LogisticRegression(C=1.0, class_weight=None, dual=False, fit_intercept=True,
          intercept_scaling=1, max_iter=100, multi_class='ovr', n_jobs=1,
          penalty='l2', random_state=None, solver='liblinear', tol=0.0001,
          verbose=0, warm_start=False)

In [143]:
train_acc_lr=lr.score(X_train,y_train)
print(train_acc_lr)

0.79012345679


## Decision Tree

In [144]:
X_training,X_cross,y_training,y_cross=train_test_split(X_train,y_train,test_size=0.5)

In [147]:
dt=DecisionTreeClassifier()
dt.fit(X_train,y_train)

DecisionTreeClassifier(class_weight=None, criterion='gini', max_depth=None,
            max_features=None, max_leaf_nodes=None,
            min_impurity_split=1e-07, min_samples_leaf=1,
            min_samples_split=2, min_weight_fraction_leaf=0.0,
            presort=False, random_state=None, splitter='best')

In [149]:
train_acc_dt=dt.score(X_train,y_train)
print(train_acc_dt)
# cross_acc_dt=dt.score(X_cross,y_cross)
# print(cross_acc_dt)

0.827160493827


## Random forest classifier

## Prediction

as decison tree accuracy is good we will use that.

In [150]:
y_predict_dt=dt.predict(X_test)
print(y_predict_dt.shape)

(418,)


In [151]:
test.head()

Unnamed: 0,PassengerId,Pclass,Name,Sex,Age,SibSp,Parch,Ticket,Fare,Cabin,Embarked,sex_numeric,embar_numeric
0,892,3,"Kelly, Mr.
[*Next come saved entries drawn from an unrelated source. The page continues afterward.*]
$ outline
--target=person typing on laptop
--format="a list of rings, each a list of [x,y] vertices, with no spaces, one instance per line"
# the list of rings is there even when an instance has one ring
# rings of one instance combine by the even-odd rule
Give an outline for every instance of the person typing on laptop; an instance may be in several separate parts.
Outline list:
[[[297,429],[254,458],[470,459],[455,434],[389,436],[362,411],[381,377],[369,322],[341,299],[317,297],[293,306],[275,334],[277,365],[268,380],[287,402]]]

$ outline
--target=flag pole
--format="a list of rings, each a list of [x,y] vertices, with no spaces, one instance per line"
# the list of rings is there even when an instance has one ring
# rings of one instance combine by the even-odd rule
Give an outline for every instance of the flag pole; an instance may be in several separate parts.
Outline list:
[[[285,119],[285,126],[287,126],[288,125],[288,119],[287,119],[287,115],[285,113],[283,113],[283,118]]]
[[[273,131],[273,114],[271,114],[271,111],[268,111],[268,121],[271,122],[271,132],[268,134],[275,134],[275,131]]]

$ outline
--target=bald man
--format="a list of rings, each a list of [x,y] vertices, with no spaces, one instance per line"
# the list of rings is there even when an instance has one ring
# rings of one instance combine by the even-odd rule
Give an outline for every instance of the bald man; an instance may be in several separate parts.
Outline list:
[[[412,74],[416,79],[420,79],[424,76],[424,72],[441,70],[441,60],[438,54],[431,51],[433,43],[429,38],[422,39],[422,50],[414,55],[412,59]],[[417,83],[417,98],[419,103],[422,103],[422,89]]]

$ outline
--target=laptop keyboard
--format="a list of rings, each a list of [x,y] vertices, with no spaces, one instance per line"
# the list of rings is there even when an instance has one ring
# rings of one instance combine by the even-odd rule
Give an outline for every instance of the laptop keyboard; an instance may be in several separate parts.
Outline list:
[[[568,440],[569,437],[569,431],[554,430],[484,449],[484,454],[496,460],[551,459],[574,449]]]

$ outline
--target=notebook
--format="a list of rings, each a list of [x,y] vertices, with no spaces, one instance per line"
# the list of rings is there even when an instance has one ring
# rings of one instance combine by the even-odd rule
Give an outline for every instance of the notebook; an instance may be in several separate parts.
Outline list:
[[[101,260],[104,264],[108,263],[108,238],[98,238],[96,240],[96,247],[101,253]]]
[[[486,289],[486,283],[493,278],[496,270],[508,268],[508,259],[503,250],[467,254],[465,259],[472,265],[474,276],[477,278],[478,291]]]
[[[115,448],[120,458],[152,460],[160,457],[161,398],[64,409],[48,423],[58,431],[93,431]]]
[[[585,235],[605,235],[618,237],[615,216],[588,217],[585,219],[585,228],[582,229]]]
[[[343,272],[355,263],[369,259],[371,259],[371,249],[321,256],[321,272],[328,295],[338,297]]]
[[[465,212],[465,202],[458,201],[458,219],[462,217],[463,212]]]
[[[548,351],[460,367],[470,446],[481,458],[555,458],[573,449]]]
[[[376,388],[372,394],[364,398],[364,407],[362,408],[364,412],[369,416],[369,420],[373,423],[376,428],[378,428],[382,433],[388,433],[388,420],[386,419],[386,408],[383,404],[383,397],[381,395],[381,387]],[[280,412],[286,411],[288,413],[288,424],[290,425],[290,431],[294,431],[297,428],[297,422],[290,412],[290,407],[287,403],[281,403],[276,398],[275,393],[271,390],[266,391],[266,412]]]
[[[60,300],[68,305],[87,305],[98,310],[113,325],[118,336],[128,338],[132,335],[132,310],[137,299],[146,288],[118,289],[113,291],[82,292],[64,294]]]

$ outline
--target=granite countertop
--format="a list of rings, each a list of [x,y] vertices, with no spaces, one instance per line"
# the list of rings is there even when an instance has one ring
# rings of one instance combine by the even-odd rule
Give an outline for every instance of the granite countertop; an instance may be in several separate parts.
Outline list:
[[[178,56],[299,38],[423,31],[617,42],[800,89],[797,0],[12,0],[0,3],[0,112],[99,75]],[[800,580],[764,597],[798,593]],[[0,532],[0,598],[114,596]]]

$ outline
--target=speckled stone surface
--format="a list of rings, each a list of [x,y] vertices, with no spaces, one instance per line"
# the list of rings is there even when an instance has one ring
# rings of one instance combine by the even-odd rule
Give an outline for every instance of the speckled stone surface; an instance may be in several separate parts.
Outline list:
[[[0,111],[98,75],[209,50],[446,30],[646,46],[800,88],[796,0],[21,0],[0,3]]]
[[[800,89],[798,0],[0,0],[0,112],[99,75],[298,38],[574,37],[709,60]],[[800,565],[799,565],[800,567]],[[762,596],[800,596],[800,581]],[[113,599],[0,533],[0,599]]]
James",male,2.0,0,0,330911,7.8292,,Q,0,2
1,893,3,"Wilkes, Mrs. James (Ellen Needs)",female,2.0,1,0,363272,7.0,,S,1,0
2,894,2,"Myles, Mr. Thomas Francis",male,3.0,0,0,240276,9.6875,,Q,0,2
3,895,3,"Wirz, Mr. Albert",male,1.0,0,0,315154,8.6625,,S,0,0
4,896,3,"Hirvonen, Mrs. Alexander (Helga E Lindqvist)",female,1.0,1,1,3101298,12.2875,,S,1,0


In [152]:
prediction=test['PassengerId']
prediction=pd.Series.to_frame(prediction)
prediction.head()

Unnamed: 0,PassengerId
0,892
1,893
2,894
3,895
4,896


In [159]:
prediction['Survived']=pd.Series(y_predict_dt)
prediction.head()

Unnamed: 0,PassengerId,Survived
0,892,0
1,893,0
2,894,0
3,895,0
4,896,0


In [158]:
# writing it in new file 
prediction.to_csv("prediction2.csv",index=False)
# got 74.04% accuracy in this. worst than last one. :( :( 
# now got 77.990% in this after changing age feature

In [155]:
y_predict_lr=lr.predict(X_test)
print(y_predict_lr.shape)

(418,)


In [156]:
prediction1=pd.Series.to_frame(test['PassengerId'])
prediction1['Survived']=pd.Series(y_predict_lr)
prediction1.head()

Unnamed: 0,PassengerId,Survived
0,892,0
1,893,0
2,894,0
3,895,0
4,896,1


In [157]:
prediction1.to_csv("prediction2_lr.csv",index=False)    
# i have observed this with last one on which i got 76% and prediction2_lr.csv is same as this one. So 
# i have to improve the algorithm. got 90% in decisioin tree but doesn't work well with test data.